There are various benchmarks that are used for texting MapReduce Libraries. Some of the common names are Matrix Multiplication (MM, multiplies two large square matrices); Sparse Integer Occurrence (SIO, counts the number of times each integer appears in a large dataset); Word Occurrence (WO, counts the number of times each word occurs in a text corpus); Linear Regression (LR, computes a linear model of a set of data), and KMeans Clustering (KMC, partitions a set of data points into clusters) (Stuart & Owens, Multi-GPU MapReduce on GPU Clusters). All these benchmarks touch different aspects of the library.
We decided to go with word occurrence because of its following characteristics:
• Non-Uniform Records: MR deals with data record by record. A record could be a line, a paragraph or a row. A text document can have such records of fixed as well as variable lengths. Also, some keys might exist in a part and not in the other.

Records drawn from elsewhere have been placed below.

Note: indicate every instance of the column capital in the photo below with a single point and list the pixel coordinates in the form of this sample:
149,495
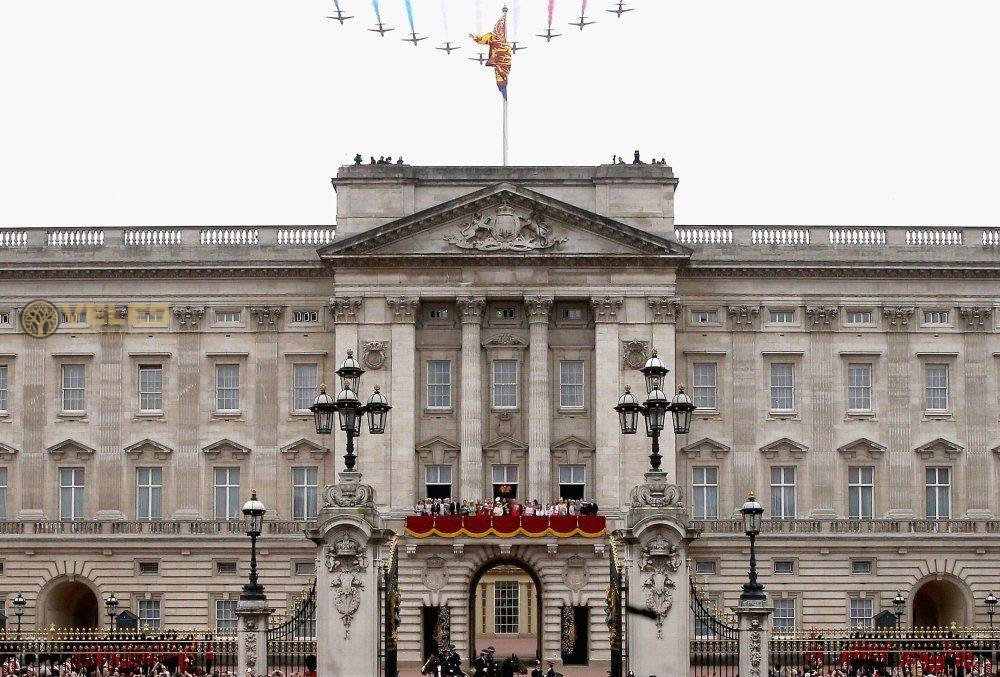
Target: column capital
977,318
471,308
606,308
538,308
345,308
897,317
404,308
664,309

Working with such example would make the system capable to deal with all kind of records.
• Many Key/Value Pair: Text documents can have an enormous number of different keys, and their repetition would give us dynamic size values.
• Scalable: As we are dealing with a cluster of nodes, scalability is one of the most important aspects that we need to keep a keen eye on. The output set for WO is much smaller, leading to a different configuration of the pipeline and drastically different scaling.